パルグループホールディングスの自社EC「PAL CLOSET(パルクローゼット)」が、右肩上がりで成長を続けている。コロナ禍でのEC需要の高まり、主力雑貨ブランド「3COINS(スリーコインズ)」のEC開始などさまざまな要因があげられるが、継続的な成長を続けている根底には、顧客の利便性を向上させる取り組みが欠かせないようだ。特に決済面は買い物体験、顧客満足、新規顧客の獲得に大きく影響すると捉え、決済手段と機能の拡充に力を入れている。「PAL CLOSET」を運営するパルのWEB事業推進室マーケティングディビジョン長・高橋貴宏氏に、利便性を向上させる取り組みやその効果、今後の施策を聞いた。
顧客満足向上のために多様化する決済ニーズに対応
コロナ禍以降、ECの需要が高まり、パルグループは「PAL CLOSET」に訪れる顧客の利便性を向上させるための取り組みを強化してきた。なかでも特に力を入れたのが決済だ。

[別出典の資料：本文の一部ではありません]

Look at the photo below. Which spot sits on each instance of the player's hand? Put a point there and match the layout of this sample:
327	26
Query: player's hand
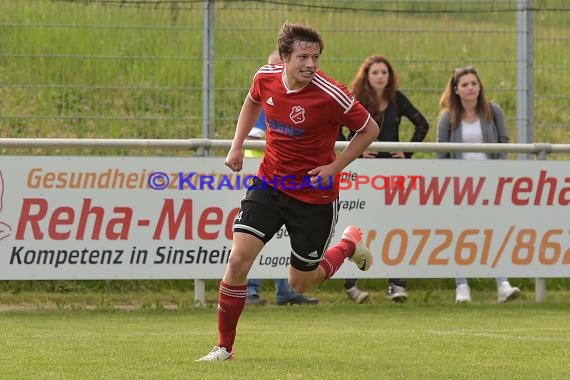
234	159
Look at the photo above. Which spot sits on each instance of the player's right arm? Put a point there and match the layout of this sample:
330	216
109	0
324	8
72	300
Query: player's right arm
248	115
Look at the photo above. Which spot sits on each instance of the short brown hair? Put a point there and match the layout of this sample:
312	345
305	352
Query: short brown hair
290	33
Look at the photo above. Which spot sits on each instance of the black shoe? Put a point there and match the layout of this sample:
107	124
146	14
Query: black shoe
255	300
299	300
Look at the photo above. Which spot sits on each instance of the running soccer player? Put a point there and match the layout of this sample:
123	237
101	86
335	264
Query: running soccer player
304	109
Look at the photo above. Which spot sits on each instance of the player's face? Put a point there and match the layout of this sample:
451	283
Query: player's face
302	64
468	87
378	76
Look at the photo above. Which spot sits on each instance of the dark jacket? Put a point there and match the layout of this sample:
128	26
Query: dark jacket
493	132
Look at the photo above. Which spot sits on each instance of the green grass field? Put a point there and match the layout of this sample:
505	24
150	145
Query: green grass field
334	340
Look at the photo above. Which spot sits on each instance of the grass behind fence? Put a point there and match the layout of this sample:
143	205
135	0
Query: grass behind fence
83	69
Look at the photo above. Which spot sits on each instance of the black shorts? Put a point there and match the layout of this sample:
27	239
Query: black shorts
264	210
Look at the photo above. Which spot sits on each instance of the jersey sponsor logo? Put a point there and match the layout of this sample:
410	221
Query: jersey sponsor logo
297	114
284	129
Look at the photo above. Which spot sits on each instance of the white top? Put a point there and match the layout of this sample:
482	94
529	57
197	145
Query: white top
471	133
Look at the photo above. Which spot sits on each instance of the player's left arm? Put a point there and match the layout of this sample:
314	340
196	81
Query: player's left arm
361	140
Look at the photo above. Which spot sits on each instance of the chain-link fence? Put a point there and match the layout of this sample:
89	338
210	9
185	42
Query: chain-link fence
178	69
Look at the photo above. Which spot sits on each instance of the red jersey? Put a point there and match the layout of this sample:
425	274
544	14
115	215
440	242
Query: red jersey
302	129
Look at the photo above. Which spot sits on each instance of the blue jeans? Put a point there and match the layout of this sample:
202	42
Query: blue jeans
463	280
283	291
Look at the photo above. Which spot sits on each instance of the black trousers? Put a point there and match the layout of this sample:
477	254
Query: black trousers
350	282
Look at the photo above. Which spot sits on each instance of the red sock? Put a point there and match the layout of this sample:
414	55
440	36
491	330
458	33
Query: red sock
334	257
231	301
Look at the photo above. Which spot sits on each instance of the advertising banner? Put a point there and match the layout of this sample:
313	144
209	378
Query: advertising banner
171	218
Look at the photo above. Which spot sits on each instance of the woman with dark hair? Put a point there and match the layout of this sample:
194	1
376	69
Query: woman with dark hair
467	116
376	87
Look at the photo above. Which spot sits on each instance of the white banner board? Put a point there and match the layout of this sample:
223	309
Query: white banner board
98	218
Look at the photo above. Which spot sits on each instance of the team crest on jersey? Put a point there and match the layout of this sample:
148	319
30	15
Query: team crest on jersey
297	114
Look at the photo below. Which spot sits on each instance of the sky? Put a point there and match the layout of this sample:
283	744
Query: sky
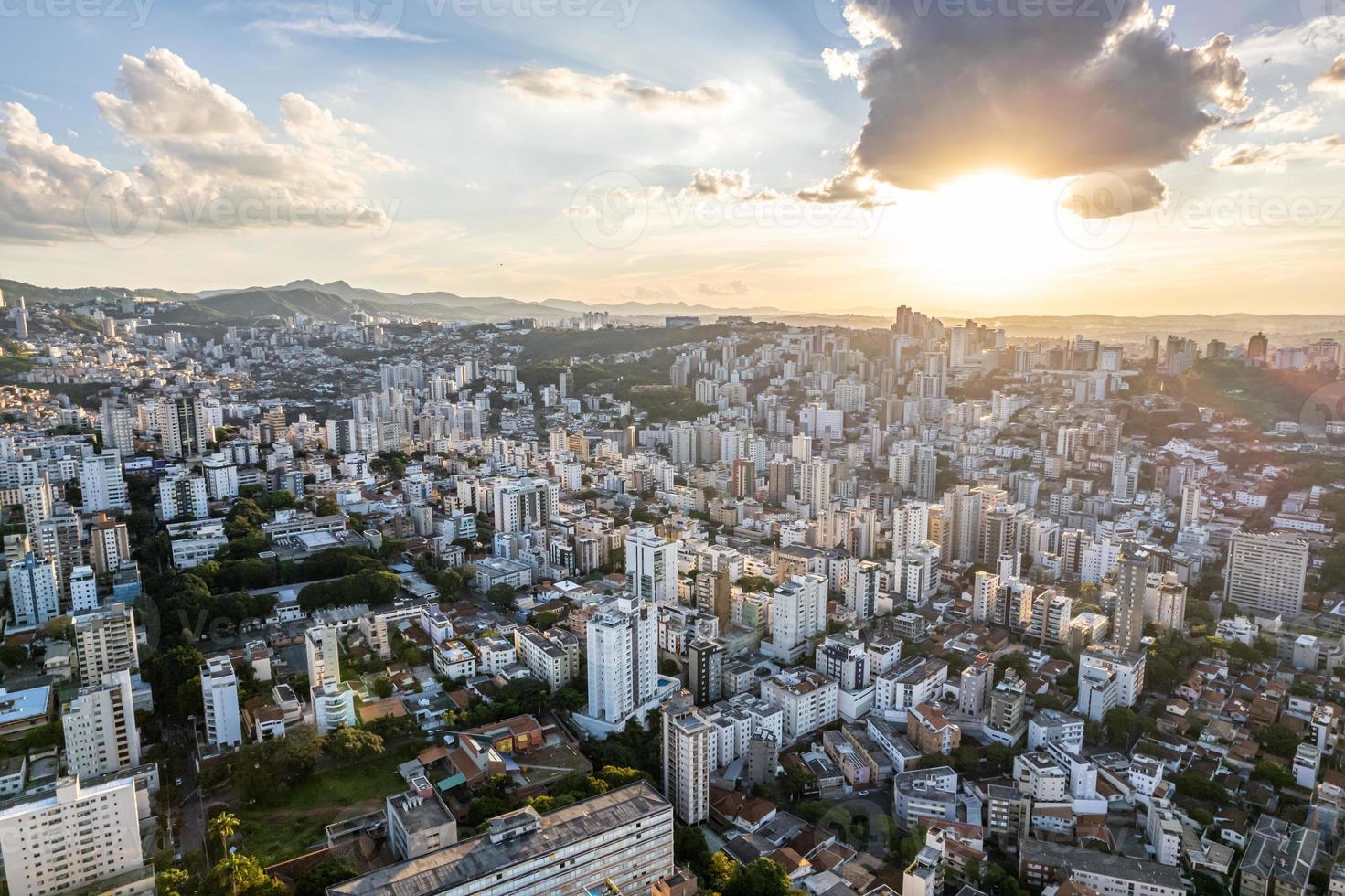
965	156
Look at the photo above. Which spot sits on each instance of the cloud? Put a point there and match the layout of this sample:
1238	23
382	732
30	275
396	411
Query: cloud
841	65
1276	156
662	293
1333	80
208	160
711	183
1113	196
734	288
567	85
336	19
1051	96
853	185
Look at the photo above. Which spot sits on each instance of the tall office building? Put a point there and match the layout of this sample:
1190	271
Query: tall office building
101	483
109	545
1190	507
183	427
1127	616
522	504
705	670
35	591
322	651
116	422
686	759
798	613
623	658
816	485
651	565
1265	573
105	642
619	841
100	727
219	692
76	837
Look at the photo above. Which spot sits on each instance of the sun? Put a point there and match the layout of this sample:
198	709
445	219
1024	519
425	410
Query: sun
987	233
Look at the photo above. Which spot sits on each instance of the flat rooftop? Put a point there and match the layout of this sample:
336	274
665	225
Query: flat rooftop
473	859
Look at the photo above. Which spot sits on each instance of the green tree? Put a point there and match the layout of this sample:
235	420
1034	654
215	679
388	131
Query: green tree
323	875
223	827
348	745
502	596
762	878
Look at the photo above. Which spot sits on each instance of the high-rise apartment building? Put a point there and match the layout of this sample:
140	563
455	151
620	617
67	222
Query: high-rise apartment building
1265	573
651	565
100	727
219	692
623	662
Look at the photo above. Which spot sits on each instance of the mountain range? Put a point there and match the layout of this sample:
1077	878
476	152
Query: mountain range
334	302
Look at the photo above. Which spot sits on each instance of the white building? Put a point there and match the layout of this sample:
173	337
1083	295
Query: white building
688	759
1108	678
1265	573
76	838
807	701
623	664
101	483
183	496
219	692
522	504
100	727
105	642
620	839
798	613
35	590
83	590
334	705
651	565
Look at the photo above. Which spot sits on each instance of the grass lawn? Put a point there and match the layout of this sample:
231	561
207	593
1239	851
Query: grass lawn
291	827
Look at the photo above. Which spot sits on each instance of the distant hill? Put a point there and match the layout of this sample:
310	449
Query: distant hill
48	294
283	303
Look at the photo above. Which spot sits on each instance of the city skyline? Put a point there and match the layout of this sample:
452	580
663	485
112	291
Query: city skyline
571	151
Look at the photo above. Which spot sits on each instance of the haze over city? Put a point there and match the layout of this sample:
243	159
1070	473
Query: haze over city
666	447
788	155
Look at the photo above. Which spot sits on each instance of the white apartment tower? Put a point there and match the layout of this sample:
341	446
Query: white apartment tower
70	837
35	588
686	759
219	692
105	642
651	565
623	658
100	727
1265	573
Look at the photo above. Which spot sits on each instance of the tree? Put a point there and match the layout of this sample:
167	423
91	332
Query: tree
1122	725
762	878
690	849
1274	773
323	875
1279	741
175	881
502	596
348	745
223	827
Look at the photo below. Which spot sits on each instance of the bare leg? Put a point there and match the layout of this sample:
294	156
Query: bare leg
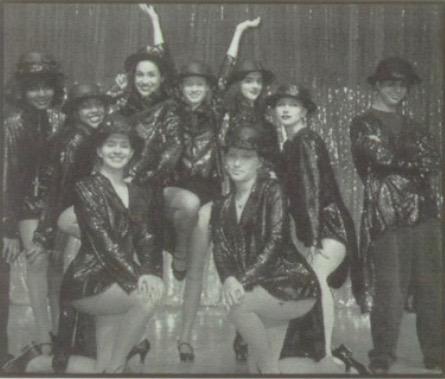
199	247
257	317
135	312
333	253
182	209
37	282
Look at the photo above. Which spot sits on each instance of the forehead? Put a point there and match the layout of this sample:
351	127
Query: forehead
254	75
194	80
147	66
288	101
117	138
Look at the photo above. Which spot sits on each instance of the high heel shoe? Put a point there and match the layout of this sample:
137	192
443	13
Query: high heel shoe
240	348
19	364
186	356
141	349
345	355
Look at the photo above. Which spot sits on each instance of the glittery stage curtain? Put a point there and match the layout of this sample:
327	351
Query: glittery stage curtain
331	48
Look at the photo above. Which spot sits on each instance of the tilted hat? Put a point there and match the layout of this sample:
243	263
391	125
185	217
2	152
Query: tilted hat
293	91
80	92
394	68
147	53
248	66
197	68
37	63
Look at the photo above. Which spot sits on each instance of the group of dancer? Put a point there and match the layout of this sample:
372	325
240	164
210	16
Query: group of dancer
162	161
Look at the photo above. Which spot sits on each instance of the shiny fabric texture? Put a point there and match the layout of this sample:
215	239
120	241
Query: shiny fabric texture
26	133
257	250
395	167
72	157
315	202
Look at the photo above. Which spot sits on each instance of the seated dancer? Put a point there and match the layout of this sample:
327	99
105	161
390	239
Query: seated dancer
266	282
28	129
116	276
320	219
71	157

パルグループが力を入れている自社ECサイトの「PAL CLOSET」
「多様化する決済手段に対応していかなければ、ユーザーの満足は得られない」(高橋氏)と話す通り、利用できる決済手段を順次拡充してきた。クレジットカード、代金引換、後払い、「Amazon Pay」に代表されるID決済など、豊富な決済手段を用意。決済強化の一環として、2022年に「Amazon Pay」が提供しているさまざまな新機能を追加・実装した。
それは、「Amazon Pay」の機能を強化し、「PAL CLOSET」とAmazonとの親和性をより高めれば、ECのさらなる成長につながると考えたからだ。
AmazonアカウントのIDとパスワードを入力するだけで簡単に決済できる「Amazon Pay」は、顧客にとっての利便性と安心感が大きく、加えて、多くの顧客がAmazonアカウントを保有しているため、これまでも「Amazon Pay」は「PAL CLOSET」の新規顧客の獲得に寄与してきたという。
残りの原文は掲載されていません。